TWO LIVERS is about to go into a client meeting. Client meetings are one of the few types of meeting I respect. Clients are the people who pay the bonus, so we have to take them seriously. But I want to talk to her about the whole Melissa thing before this afternoon’s meeting, as well as the negative vibe I’m getting from her all the time these days, not to mention Paul’s antics. It seems we haven’t spoken properly in ages, and I wonder if she’s been avoiding me. She’s standing outside a conference room, about to go in with a couple of juniors, when I rush around the corner.
‘Can I have a word?’
She looks uncertain. She’s about to kick off what may be an important session, an
d probably wants to avoid a heavy Dave scene.
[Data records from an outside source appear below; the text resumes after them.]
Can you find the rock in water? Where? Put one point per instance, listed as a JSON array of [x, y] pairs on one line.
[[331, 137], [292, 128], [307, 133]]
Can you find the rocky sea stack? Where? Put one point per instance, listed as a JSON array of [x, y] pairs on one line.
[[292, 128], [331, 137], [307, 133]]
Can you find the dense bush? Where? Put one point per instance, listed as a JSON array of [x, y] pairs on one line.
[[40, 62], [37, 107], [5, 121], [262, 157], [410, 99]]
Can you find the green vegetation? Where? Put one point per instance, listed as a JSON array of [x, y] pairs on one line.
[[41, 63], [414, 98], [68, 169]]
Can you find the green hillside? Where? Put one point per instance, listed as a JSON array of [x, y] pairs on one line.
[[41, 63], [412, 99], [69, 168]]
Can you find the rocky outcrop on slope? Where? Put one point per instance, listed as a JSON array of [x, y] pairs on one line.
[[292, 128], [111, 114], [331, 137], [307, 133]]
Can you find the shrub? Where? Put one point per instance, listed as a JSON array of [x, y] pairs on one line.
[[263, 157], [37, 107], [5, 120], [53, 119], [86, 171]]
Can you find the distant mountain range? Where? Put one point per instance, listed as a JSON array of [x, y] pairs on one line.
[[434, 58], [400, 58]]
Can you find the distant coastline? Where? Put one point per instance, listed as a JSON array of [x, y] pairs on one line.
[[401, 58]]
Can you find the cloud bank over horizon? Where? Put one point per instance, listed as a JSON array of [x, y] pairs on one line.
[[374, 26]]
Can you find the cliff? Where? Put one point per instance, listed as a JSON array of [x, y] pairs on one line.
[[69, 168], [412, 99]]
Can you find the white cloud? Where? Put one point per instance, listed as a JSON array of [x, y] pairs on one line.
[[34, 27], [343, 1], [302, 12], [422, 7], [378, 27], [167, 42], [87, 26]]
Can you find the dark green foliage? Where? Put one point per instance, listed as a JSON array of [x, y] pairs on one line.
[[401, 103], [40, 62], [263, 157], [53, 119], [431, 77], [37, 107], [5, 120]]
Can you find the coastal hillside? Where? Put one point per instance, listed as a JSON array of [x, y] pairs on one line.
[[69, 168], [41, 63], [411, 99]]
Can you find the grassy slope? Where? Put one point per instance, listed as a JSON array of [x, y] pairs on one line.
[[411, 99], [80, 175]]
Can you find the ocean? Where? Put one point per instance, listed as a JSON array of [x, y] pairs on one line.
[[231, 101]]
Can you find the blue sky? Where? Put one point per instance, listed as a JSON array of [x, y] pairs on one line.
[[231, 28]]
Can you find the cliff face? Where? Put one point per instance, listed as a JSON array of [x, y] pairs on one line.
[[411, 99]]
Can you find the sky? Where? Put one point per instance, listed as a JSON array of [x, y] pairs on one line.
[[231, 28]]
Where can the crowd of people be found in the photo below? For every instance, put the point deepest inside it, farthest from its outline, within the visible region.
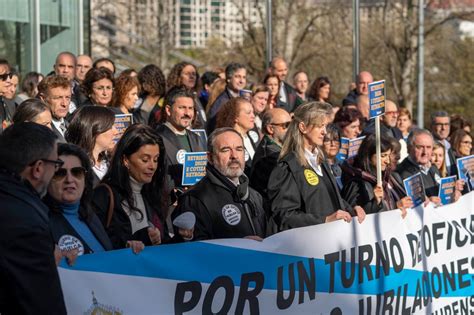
(69, 187)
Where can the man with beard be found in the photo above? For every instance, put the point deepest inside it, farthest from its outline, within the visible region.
(28, 161)
(223, 203)
(177, 116)
(420, 148)
(275, 124)
(55, 91)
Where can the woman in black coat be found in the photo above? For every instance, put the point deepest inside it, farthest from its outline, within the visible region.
(360, 179)
(131, 200)
(302, 188)
(74, 225)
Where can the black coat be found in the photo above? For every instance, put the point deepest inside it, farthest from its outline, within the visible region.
(60, 226)
(297, 203)
(264, 161)
(291, 99)
(29, 280)
(221, 212)
(223, 98)
(172, 147)
(120, 229)
(388, 131)
(407, 168)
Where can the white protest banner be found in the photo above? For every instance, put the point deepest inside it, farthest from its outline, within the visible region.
(422, 264)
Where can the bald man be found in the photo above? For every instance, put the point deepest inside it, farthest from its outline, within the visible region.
(362, 88)
(275, 124)
(287, 97)
(83, 65)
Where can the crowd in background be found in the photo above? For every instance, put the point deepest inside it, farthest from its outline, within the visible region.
(272, 149)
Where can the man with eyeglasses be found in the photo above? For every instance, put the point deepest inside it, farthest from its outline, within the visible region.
(28, 161)
(5, 83)
(440, 127)
(275, 123)
(236, 80)
(420, 147)
(55, 91)
(65, 66)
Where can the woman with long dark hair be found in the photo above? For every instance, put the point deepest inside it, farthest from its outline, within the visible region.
(360, 180)
(74, 225)
(92, 128)
(131, 201)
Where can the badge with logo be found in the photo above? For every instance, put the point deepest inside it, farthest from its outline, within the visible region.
(231, 214)
(180, 156)
(252, 134)
(69, 242)
(311, 177)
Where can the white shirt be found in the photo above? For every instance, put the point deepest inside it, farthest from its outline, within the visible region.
(312, 159)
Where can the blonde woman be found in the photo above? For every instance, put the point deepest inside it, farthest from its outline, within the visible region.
(302, 189)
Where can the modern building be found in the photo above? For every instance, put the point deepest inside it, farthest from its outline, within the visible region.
(33, 32)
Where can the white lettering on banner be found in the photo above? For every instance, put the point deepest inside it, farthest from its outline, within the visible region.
(422, 264)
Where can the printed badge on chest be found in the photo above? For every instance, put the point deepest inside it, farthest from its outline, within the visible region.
(180, 156)
(68, 242)
(231, 214)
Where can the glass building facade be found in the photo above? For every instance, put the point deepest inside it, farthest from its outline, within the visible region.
(33, 32)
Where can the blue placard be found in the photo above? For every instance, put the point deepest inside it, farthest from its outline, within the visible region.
(466, 170)
(194, 167)
(447, 187)
(376, 98)
(121, 123)
(343, 150)
(354, 145)
(202, 136)
(415, 190)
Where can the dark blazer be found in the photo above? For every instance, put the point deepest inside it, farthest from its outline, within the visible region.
(60, 226)
(120, 229)
(223, 98)
(264, 161)
(172, 147)
(297, 203)
(291, 99)
(61, 138)
(29, 280)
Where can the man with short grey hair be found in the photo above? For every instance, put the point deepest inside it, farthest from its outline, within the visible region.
(28, 161)
(275, 123)
(236, 80)
(440, 127)
(222, 201)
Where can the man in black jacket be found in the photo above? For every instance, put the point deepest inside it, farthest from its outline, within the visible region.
(223, 203)
(28, 160)
(180, 110)
(287, 97)
(275, 124)
(420, 148)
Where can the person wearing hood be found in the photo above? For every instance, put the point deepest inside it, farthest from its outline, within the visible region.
(360, 180)
(223, 203)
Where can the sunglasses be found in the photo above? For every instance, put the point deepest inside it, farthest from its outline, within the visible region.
(6, 76)
(77, 172)
(283, 125)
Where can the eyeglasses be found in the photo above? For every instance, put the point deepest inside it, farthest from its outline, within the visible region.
(57, 163)
(283, 125)
(6, 76)
(78, 172)
(103, 88)
(442, 125)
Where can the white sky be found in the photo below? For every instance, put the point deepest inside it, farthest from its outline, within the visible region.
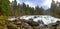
(46, 3)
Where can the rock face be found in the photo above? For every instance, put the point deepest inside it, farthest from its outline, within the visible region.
(37, 22)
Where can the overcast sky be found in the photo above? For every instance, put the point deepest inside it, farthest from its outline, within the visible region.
(32, 3)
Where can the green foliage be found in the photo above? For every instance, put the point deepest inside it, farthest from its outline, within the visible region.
(5, 7)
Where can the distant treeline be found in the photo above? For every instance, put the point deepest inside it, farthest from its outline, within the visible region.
(16, 9)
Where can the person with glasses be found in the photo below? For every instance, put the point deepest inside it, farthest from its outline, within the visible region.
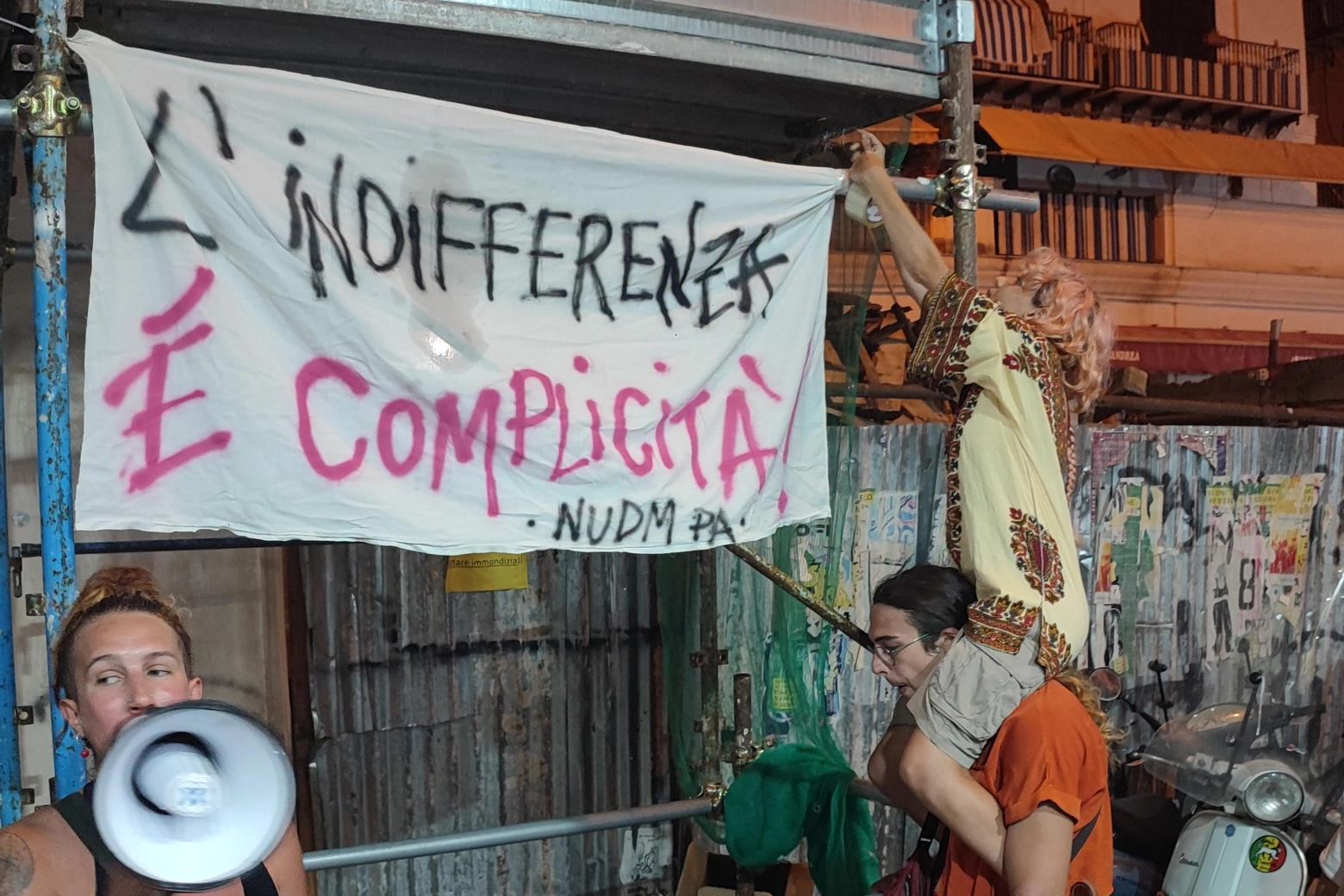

‘You know what – you can do more than that. You can join us.’ She smiles, but not as if she really means it. Something’s missing and my paranoia is at bursting point. ‘We’re about to tell the chief executive of Northern Tubes that he’s going to get half a billion less from the sale of his special steels division than he first thought. He’s brought some goons from Hardman Stoney with him. I think he may fire us and appoint them in our place to try to get a better price. Are you up for this? Can you help?’
Can I help? Is she serious? I’m Dave Hart, and I can do anything. ‘Of course I can help. Why didn’t you ask me before? I’ll have these guys eating out of my lap – I mean hand … And if not, I’ll scare the shit out of them. We’ll have some fun if nothing else!’ She looks hesitant, and the two young guys with her are avoiding my glance. Why doesn’t anyone want to look me in the eye these days? ‘Fuck it. Let’s go.’
I open the door and let her go in first, chivalrous as ever, and ignore the kids with the PowerPoint presentations, who follow us in.
Two Livers always has a high impact in meetings. She’s beautiful, poised, elegant, speaks in a husky, incredibly sexy voice – I call it her bedroom voice – and any hot-blooded male within a mile wants to leap on top of her. I know I do.
By contrast, the toad sitting opposite us in a badly fitting, brown polyester suit is overweight, sagging and balding. On each side of him he has a slicked-back smart arse from one of our greatest rivals, Hardman Stoney. He’s brought these arseholes into our offices to humiliate us, just for the sake of a lousy half billion which we haven’t delivered when we probably promised we would. We’re investment bankers, for fuck’s sake. We disappoint people all the time. It’s what we do.
Two Livers starts the meeting in a suitably deferential manner, introducing me to the toad, who turns out to be called Paul Telford. She explains that my presence here indicates just how seriously the firm is taking him, and offers to get the kids to start running through a presentation showing how badly the markets have changed since we started the sale process, which will help him understand the difficulties we face now.